「人手不足の状況および多様な人材の活躍等に関する調査」 中小企業の人手不足は過去最大

日本商工会議所ならびに東京商工会議所(ともに小林健会頭)は、中小企業における人手不足の状況と対策、女性のキャリアアップ支援、仕事と育児の両立、外国人材の受入れについて実態を把握し、今後の要望活動に活かしていくために「人手不足の状況および多様な人材の活躍等に関する調査」を実施した。
人手不足の状況と対策

「人手不足」との回答が68.0%で、2015年の調査実施以降、最大。そのうち6割以上が「非常に深刻」または「深刻」と回答した。

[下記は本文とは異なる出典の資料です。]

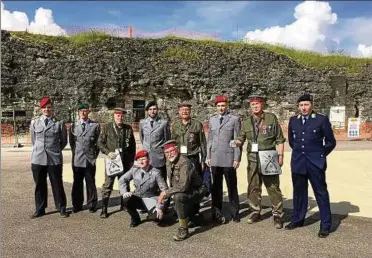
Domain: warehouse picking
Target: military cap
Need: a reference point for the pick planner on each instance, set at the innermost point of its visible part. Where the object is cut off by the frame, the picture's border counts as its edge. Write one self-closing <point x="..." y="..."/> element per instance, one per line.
<point x="141" y="154"/>
<point x="151" y="104"/>
<point x="219" y="99"/>
<point x="305" y="97"/>
<point x="184" y="104"/>
<point x="119" y="111"/>
<point x="45" y="101"/>
<point x="82" y="106"/>
<point x="255" y="98"/>
<point x="169" y="144"/>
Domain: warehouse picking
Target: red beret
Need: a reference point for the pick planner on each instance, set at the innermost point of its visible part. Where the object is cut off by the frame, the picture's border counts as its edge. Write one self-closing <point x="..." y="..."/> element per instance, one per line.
<point x="44" y="101"/>
<point x="141" y="154"/>
<point x="219" y="99"/>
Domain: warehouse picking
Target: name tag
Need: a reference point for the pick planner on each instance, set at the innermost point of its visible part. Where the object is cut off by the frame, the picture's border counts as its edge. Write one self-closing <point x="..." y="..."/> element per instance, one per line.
<point x="183" y="149"/>
<point x="254" y="147"/>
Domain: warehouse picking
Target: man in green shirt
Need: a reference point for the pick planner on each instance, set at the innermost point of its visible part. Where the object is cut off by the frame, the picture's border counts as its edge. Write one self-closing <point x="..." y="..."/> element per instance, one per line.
<point x="262" y="132"/>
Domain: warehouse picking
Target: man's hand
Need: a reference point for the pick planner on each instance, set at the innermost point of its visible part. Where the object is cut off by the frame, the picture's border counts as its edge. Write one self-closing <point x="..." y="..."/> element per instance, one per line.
<point x="236" y="164"/>
<point x="208" y="162"/>
<point x="159" y="213"/>
<point x="127" y="194"/>
<point x="112" y="155"/>
<point x="280" y="159"/>
<point x="161" y="197"/>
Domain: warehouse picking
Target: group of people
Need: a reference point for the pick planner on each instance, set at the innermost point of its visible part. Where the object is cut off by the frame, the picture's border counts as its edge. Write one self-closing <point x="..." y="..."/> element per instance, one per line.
<point x="175" y="159"/>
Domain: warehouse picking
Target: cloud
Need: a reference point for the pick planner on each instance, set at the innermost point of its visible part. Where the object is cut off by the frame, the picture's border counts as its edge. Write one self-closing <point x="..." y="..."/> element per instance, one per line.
<point x="42" y="24"/>
<point x="115" y="13"/>
<point x="364" y="51"/>
<point x="308" y="32"/>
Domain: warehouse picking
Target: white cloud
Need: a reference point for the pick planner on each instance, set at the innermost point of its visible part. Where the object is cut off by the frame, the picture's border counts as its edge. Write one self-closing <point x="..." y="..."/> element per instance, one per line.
<point x="364" y="51"/>
<point x="308" y="32"/>
<point x="42" y="24"/>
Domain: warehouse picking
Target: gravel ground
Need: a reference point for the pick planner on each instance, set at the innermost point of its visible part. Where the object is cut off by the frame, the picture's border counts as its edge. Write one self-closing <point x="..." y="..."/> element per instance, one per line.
<point x="86" y="235"/>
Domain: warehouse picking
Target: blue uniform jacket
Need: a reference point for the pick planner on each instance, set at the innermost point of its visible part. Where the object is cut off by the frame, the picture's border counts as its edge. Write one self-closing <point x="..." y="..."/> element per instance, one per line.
<point x="311" y="142"/>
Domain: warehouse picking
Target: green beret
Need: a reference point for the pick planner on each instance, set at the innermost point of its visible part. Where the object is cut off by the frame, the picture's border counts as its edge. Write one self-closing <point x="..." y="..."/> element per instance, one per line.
<point x="82" y="106"/>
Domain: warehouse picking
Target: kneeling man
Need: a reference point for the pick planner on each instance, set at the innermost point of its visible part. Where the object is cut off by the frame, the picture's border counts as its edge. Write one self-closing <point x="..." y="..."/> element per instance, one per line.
<point x="148" y="183"/>
<point x="186" y="187"/>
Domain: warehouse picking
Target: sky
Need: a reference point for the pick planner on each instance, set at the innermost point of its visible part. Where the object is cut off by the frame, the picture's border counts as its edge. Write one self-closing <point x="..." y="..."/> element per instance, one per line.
<point x="343" y="26"/>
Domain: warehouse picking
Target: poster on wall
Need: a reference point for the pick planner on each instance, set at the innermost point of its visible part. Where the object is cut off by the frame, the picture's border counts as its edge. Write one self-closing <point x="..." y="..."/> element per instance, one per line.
<point x="353" y="127"/>
<point x="337" y="117"/>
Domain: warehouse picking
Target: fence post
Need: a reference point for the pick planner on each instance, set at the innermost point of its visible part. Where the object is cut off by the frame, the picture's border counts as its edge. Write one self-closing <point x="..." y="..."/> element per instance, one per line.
<point x="16" y="143"/>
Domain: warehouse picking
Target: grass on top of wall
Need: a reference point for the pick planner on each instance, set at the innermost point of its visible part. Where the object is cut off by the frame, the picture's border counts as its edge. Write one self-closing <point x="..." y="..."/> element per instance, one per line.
<point x="307" y="58"/>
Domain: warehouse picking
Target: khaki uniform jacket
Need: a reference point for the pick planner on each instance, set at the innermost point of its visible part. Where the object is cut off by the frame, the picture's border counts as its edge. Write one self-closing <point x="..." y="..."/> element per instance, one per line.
<point x="47" y="141"/>
<point x="112" y="137"/>
<point x="150" y="185"/>
<point x="182" y="176"/>
<point x="270" y="134"/>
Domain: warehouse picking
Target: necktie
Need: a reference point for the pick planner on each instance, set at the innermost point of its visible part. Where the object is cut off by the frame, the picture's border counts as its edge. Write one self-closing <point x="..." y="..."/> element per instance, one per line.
<point x="304" y="118"/>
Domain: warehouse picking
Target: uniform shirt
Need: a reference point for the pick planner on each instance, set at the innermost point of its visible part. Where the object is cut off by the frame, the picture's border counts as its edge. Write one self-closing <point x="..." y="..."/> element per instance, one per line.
<point x="270" y="132"/>
<point x="182" y="176"/>
<point x="190" y="135"/>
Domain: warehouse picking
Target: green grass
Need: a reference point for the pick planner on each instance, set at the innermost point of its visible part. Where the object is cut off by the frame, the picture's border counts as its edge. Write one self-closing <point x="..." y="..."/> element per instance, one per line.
<point x="306" y="58"/>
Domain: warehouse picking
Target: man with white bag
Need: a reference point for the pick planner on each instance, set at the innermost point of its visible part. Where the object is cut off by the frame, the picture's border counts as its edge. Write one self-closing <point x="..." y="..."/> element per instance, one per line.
<point x="148" y="182"/>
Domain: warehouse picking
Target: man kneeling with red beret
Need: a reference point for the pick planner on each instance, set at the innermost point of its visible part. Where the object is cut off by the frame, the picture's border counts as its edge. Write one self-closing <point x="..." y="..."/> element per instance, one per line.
<point x="148" y="183"/>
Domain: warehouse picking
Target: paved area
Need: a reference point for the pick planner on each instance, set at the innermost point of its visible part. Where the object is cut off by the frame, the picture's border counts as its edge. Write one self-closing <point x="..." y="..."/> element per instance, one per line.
<point x="86" y="235"/>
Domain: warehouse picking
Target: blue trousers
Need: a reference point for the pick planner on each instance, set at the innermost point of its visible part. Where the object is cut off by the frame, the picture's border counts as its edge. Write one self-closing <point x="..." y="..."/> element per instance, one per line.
<point x="317" y="180"/>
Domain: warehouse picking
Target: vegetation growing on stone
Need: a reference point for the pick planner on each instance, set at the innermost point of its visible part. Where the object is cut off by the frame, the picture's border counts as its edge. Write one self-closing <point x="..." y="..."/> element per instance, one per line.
<point x="185" y="49"/>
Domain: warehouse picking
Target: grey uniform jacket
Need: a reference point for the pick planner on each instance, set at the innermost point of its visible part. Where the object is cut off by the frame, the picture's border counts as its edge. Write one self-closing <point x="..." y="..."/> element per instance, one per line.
<point x="153" y="137"/>
<point x="84" y="145"/>
<point x="47" y="141"/>
<point x="218" y="145"/>
<point x="146" y="187"/>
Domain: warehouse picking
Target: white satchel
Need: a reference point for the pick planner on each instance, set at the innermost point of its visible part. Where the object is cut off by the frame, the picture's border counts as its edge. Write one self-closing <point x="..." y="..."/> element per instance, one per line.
<point x="269" y="162"/>
<point x="115" y="166"/>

人材確保に向けた取組は、「賃上げの実施、募集賃金の引上げ」(72.5%)が最多。
女性のキャリアアップ支援

女性のキャリアアップ支援の「必要性を感じている」との回答が8割強に達するものの、そのうち6割弱が「十分取り組めていない」と回答している。最も注力すべき対象・取組は、「若手の正規女性職員の能力・意欲向上」(28.3%)が最多となった。
仕事と育児の両立

両立推進の「必要性を感じている」との回答が8割強となったが、そのうち約半数が「十分取り組めていない」と回答した。課題は、「人手不足のため、子育て中の社員の仕事のカバーが難しい」(44.2%)が最多となっている。
政府等には、「保育の質・量の拡充」を求める声が約半数で最多。「子育て中社員の業務をカバーする社内体制整備支援」(40.6%)が続く。
男性育休について、対象者がいる企業だけで見ると、取得率「0割」は6割を超え、取得日数は「1カ月未満」が全体の7割を超えた。
外国人材の受入れ

外国人材の受入れを「拡大すべき」「業種・地域を限って拡大すべき」を合わせると約7割。課題は「日本語による円滑なコミュニケーションが困難」が6割を超え、最多。政府等に求める取組としては、「受入制度に係る手続き・書類の簡素化・迅速化」が5割を超え最多となった。「受入れに係るコスト負担の軽減」(45.5%)が続く。
調査概要
調査地域:全国47都道府県
調査対象:中小企業 6013社
調査期間:2023年7月18日~8月10日
調査方法:各地商工会議所職員による調査(訪問、メール等)
回収商工会議所数:425商工会議所
回答企業数:3120社(回答率:51.9%)
まとめ
女性のキャリアアップ支援や仕事と育児の両立推進の支援を必要だと考えているものの、十分に取り組めていない企業が多いようだ。中小企業における人手不足は過去最大となっており、対応は急務と言えるだろう。